OS induced by obesity damages endometrial immune microenvironment and immune tolerance (56). Reports have demonstrated that OS could induce phenotypic changes in multiple kinds of endometrial immune cells (57): the enhanced cytotoxicity of natural killer (NK) cells and decreased IFN-γ secretion damage the remodeling of placental blood vessels; the enhanced polarization of M1 macrophages and suppression of FOXP3+ regulatory T cells enhance inflammatory response in individuals with obesity and cause immune tolerance defect (23).

5.2.2 Sexual hormone level disruption

Under normal conditions, estrogen(E₂) undergoes two successive phases of metabolism: cytochrome P450 enzymes (such as CYP1A1) first metabolize E₂ into reactive metabolites (2-hydroxyestrogens and 4-hydroxyestrogens), which are then conjugated by sulfotransferase (SULT1E1) and UDP-glucuronosyltransferase (UGT2B7) to add a sulfonate (SO₃^-) group and a glucuronide group, respectively (58). SULT1E1 and UGT2B7 catalyze the last two steps of E₂ metabolism that convert reactive E₂ metabolites into their respective conjugates, which are water-soluble metabolites that are easily excreted. When ROS are excessively accumulated, the equilibrium of E₂ metabolism is broken by: one, upregulating the expression of cytochrome P450, leading to the enrichment of redox-active catechol E₂s, which continually induce ROS generation (59); the other, downregulating the transcriptional and catalytic activities of SULT1E1 and UGT2B7, which weaken the E₂ conjugation and excretion. The decrease in metabolic capacity causes the accumulation of reactive E₂ metabolites, which further aggravate metabolic disorder (60).
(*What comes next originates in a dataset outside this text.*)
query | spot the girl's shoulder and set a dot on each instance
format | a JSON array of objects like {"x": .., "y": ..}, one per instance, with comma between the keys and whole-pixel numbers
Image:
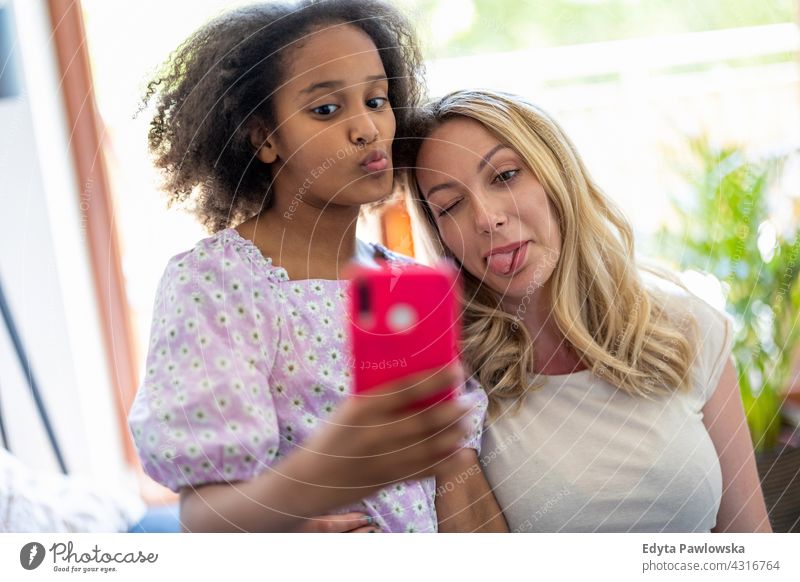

Progesterone(P) synthesis via multiple pathways, and P itself has antioxidant effects, which may, in certain circumstances, enhance OS and create a vicious cycle. Firstly, P is an important gestagen, mainly secreted by the ovarian corpus luteum in the luteal phase. Its synthesis is highly dependent on mitochondrial integrity and the supply of ATP. When the mitochondrial excessive accumulation of ROS damages the structure of luteal cells and the placental trophoblasts, reduces ATP production, the steroid metabolism is consequently disturbed. In addition, ROS can activate p38 MAPK and FOXO1 pathways, leading to trophoblast apoptosis and downregulation of P synthases expression. Besides, ROS can also directly inhibit the activities of key enzymes such as 3β-HSD and CYP11A1. P reduces the expression of P synthases, which leads to the decline of P level via the two mechanisms above (61, 62). Secondly, P can also enhance ROS production. In an IVF superovulation model, Angelo Cagnacci et al. (61) found that high dose progestins with E₂ enhanced greatly OS, which means that the hormone combination exerts a dose-dependent effect of pro-oxidant versus antioxidant. In an in vitro model with mouse renal arterial endothelial cells, Xiao-Hua Yuan et al. (63) found that when H₂O₂ alone existed, it could induce increased GSH synthesis, enhanced GPx activity and upregulation of GCLC/GCLM expression. However, when P was added, it could suppress the above antioxidant responses. It decreased GPx activity and GSH content, downregulated GCLC/GCLM expression and then amplified the oxidative signal and weakened the cellular protection.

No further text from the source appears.